Тяжелое звериное дыхание борца обжигает затылок.
– Дыши и слушай. Деньги у меня есть. Столько, сколько тебе, Илюша, не снилось. И потому оставь их себе. А мне дай то, что обещался дать. Ясно?
– Но…
– Ты не понял, Далматов… – Сухие пальцы впились в подбородок, сдавив до хруста в костях. – Или ты исполняешь договор, или я тебя хороню.
– Почему?
– Ишь, упрямый. И не боится. Это потому, что тебя, Илюша, и не пугали-то толком. Но ничего… поправимо. А вопросец твой глупый. Сам подумай, отпущу я тебя, и что скажут? Что дядя Паша совсем постарел. Хватку подрастерял. И раз так, то самое время его потеснить. На чужой кусок всегда охотнички найдутся. Поэтому работай. И все у нас будет хорошо. Отпусти его, Сережка. Он все понял. Так, Илюша?

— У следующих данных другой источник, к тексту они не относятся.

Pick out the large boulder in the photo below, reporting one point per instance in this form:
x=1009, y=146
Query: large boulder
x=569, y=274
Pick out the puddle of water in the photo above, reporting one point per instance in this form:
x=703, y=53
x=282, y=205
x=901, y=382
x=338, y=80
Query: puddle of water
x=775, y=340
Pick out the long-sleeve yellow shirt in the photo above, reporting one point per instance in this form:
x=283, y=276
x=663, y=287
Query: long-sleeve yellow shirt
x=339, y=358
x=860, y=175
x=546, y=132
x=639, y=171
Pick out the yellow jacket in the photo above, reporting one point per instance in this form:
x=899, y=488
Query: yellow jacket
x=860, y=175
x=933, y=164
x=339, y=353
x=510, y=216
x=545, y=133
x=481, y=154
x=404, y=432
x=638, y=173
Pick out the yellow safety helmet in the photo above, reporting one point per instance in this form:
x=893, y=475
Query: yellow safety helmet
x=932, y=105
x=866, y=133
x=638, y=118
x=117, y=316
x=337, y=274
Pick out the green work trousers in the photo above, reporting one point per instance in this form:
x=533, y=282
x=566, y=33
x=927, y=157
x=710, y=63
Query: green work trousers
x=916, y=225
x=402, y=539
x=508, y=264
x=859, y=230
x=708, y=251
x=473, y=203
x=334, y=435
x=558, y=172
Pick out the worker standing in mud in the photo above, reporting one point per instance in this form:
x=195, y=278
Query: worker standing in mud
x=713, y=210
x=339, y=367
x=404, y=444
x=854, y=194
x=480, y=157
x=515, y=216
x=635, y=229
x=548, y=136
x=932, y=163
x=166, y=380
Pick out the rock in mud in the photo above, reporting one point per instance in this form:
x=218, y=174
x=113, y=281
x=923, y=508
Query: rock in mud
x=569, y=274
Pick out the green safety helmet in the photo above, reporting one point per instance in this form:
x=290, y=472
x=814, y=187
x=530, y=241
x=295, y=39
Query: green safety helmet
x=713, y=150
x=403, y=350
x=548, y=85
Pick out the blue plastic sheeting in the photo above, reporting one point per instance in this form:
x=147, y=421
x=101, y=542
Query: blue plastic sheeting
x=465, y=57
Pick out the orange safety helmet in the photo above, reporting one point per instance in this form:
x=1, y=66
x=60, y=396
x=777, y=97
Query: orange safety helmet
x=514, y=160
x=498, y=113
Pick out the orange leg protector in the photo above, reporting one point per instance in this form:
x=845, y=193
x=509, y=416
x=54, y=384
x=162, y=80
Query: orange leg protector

Далматов осторожно кивнул. Он опасался, что позорно рухнет на колени, но силы воли хватило, чтобы устоять.
Павел Афанасьевич сунул ему во внутренний карман пиджака флешку:
– Вот тебе информация какую хотел. Видишь? Все для твоего, Илюшенька, удобства. Цени. А финтить вздумаешь, – совсем ласково добавил дядя Паша, – я тебя не просто похороню. Я тебя живьем закопаю.
И это было правдой.
Только когда серая «Ауди», аккуратно объехав Далматова, убралась из гаража, Илья опустился-таки на четвереньки. Его вырвало кровью и слизью. Каждый спазм забирал остатки сил, и в конце концов, их хватило лишь на то, чтобы отползти к колонне. Илья сел, вытащил телефон и кое-как – рука не сгибалась, а пальцы вообще были как каменные – приложил к уху.